In “It’s a Wonderful Life”, he has the kindness and compassion we all seek in both ourselves and others. But as you see, George finds himself in the topsy-turvy results of navigating those choices. And feeling stuck along this road he himself has navigated, falls into a depth of sadness he can’t escape. He loves. He endures loss. He laughs. He endures humility. He wins and seeks adventure. He retreats and gives to others so they may find their own fruitful wins. He is conflicted, fearful, humble but also internally limited by his own choices. His own choices. Sure, he had the opportunity to choose differently, but did he? Some would say yes. Some no. Each of us have our own path, but the challenges that befriend us are not always our choice.
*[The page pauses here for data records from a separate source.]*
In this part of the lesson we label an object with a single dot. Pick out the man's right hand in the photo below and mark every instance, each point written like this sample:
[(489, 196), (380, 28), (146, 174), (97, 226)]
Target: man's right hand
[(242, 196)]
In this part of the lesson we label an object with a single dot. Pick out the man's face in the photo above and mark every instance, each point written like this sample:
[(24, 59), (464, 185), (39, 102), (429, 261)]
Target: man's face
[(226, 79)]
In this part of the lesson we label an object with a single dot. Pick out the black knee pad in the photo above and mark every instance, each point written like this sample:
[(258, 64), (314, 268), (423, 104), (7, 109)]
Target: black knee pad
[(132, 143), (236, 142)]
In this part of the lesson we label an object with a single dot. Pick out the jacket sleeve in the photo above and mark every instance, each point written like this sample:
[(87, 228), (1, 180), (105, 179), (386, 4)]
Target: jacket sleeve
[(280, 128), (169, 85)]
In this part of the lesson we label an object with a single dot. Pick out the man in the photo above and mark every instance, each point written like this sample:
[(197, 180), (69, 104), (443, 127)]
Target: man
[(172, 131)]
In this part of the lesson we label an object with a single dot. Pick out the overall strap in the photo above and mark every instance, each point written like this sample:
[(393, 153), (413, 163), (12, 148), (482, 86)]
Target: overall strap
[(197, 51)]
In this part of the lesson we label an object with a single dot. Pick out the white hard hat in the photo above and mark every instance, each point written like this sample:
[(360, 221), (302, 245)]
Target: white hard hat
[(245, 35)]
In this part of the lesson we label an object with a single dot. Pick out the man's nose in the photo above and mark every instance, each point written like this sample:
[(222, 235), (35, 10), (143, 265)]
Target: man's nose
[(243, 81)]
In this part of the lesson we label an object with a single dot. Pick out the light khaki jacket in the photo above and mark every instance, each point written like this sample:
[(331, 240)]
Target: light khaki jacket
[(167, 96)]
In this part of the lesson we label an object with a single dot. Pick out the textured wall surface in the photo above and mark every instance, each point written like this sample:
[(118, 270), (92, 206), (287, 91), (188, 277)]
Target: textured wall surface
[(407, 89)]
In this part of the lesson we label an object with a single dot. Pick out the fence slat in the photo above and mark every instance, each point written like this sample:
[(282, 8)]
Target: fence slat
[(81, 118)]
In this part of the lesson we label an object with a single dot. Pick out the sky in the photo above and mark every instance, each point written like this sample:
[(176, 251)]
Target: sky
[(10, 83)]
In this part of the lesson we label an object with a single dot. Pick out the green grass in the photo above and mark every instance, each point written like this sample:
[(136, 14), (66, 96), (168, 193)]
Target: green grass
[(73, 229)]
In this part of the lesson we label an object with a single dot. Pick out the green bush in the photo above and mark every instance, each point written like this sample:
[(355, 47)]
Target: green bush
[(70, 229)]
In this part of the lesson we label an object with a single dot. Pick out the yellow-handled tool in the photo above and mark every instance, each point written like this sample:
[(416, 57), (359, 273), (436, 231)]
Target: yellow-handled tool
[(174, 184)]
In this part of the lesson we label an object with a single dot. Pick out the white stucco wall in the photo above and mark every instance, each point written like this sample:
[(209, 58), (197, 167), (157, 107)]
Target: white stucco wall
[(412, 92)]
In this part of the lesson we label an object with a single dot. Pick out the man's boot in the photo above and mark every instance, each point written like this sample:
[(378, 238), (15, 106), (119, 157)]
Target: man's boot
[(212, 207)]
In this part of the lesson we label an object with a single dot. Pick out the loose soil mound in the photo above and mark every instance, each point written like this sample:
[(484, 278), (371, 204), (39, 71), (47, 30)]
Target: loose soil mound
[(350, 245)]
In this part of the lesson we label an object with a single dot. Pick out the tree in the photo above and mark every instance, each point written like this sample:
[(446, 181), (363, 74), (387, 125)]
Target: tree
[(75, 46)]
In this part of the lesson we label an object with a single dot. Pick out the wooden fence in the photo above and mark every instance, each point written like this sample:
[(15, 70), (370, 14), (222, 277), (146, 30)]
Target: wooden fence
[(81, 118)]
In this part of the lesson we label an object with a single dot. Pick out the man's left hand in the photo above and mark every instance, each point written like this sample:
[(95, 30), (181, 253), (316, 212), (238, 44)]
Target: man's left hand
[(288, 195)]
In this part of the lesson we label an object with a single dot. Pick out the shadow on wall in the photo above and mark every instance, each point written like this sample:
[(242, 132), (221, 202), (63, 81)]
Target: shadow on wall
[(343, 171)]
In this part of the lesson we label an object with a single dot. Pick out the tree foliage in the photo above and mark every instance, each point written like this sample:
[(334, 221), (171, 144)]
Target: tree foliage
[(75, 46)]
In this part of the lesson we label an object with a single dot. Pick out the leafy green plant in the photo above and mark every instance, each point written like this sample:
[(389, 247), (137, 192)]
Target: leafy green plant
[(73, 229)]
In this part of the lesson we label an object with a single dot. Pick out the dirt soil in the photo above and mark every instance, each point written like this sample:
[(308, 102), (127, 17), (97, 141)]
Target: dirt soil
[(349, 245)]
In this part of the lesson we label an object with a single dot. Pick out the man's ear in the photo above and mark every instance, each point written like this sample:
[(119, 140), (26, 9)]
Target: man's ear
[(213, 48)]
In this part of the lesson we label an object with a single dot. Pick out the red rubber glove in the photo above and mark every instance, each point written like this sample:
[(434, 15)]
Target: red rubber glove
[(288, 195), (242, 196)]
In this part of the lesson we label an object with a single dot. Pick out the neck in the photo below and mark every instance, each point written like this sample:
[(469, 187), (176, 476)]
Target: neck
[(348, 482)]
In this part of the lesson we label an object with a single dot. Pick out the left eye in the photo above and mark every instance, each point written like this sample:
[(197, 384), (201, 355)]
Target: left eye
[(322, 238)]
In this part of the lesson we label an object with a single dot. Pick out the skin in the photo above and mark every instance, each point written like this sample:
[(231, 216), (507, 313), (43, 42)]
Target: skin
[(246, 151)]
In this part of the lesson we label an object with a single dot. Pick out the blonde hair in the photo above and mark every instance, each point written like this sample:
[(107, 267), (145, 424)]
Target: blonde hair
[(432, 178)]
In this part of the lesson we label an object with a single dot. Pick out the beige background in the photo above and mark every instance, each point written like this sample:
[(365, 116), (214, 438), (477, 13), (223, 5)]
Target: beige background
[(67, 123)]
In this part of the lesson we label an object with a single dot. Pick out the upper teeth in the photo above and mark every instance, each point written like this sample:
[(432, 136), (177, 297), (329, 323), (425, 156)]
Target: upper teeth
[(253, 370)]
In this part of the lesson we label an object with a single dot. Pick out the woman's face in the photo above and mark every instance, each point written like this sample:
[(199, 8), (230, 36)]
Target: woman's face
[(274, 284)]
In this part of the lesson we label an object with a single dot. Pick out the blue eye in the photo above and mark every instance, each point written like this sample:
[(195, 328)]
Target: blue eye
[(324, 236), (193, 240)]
Our reaction however is the choice.
Sure, in 1946, promising to ‘Lasso the Moon’ for Mary, the partner of his dreams, was a wonderful, romantic commitment of forever. As we all look at our current losses and loves however, can we promise the same? To have someone want to lasso the moon is an amazing gift when it means real commitment and unconditional love through better or worse. Our parents offer that unconditionally. We offer that to our children. ……And without question, without conflict, without resentment.
In the end, George is shown the light. He sees the beauty of what he had all along. Good health and family who love him, regardless of an ever-changing path that wasn’t always what he wanted inside but knew he had to do. He trusted his instinct, his inner voice.
Regardless of your answer today, it will change. Such is life. Change and more change.
Cheers to a holiday movie tradition and a year ahead for all of us that not only promises change but also guarantees. And thankfully so.